Il est facile d’entendre que l’on travaille mieux et avec le plus de plaisir pour ceux qui vous étourdissent de telles marques de sympathie. Ce fut le cas avec Hubert. Lors de ses visites fréquentes à l’atelier ou des nombreux dîners auxquels il me conviait, notre amitié se renforça et se joignit à celle de sa chère Gina qui avait, elle aussi, les bras largement ouverts. Je réalisais, durant ces moments passés ensemble, et souvent bien arrosés, à quel point ce "banquier" avait un formidable talent de comédien, de conteur, et comme sa grande fantaisie débordait largement sa collection de livres.
Soit dit en passant, c’est certainement Hubert qui a converti les bibliophiles à un intérêt plus prononcé pour les exemplaires avec envoi qui constituent l’essentiel de sa collection.

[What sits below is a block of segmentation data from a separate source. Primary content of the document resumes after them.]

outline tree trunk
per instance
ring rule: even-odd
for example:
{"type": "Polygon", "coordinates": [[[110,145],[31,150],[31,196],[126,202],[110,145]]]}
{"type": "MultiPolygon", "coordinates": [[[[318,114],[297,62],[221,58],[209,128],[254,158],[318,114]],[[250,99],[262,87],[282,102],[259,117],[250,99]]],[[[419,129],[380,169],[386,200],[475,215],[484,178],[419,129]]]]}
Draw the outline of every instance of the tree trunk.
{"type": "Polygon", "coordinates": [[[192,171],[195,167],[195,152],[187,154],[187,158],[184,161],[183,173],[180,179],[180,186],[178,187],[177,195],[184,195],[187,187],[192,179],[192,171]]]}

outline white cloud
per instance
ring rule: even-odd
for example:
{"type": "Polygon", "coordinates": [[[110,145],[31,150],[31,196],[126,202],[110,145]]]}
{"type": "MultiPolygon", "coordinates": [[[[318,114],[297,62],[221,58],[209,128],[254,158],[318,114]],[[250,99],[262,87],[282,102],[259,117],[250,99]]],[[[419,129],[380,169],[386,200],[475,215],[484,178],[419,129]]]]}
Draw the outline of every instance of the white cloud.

À lire entre les lignes de ces envois, Hubert peut vous apprendre, d’une manière très pédagogique, la force d’une liaison, entre qui et qui, où, et à quel moment…
La reliure de Jean de Gonet qui revêt le Nadja de Breton, conçue en 1989 pour le bibliophile, est l’une des créations les plus iconiques du relieur ; elle reprend le relief de plaques anti-dérapantes, décliné sur un précieux veau poli à l’agate. Une autre réussite exemplaire est celle du Château d’Argol de Gracq, réalisée en 1991, en veau imprimé d’un monotype bleu. Citons encore deux très beaux Cocteau, ainsi que deux « reliures en biais », en médium verni et en cuir faussement tressé.
On connaît aussi de Jean de Gonet ses reliures en Revorim, un polyuréthane épais, résistant à l'usure, et moulé. Ce procédé de fabrication en série permet de produire des reliures moins onéreuses, homogènes, mais tout de même personnalisées. Entre 1985 et 1999, l’artisan a réalisé 13 moules différents, dont le premier fut créé pour le Centre Pompidou.
Il a personnalisé des moules pour seulement quatre institutions ou particuliers, : la Bibliothèque nationale, la Bibliotheca Wittockiana, Chanel — et son ami Hubert Heilbronn. Ce moule Heilbronn fut créé en 1989; il reproduit l’ex-libris du bibliophile, inspiré d’une étiquette d’écolier, et mettant en exergue, au milieu de divers gaufrages, un porte-plume à l’ancienne.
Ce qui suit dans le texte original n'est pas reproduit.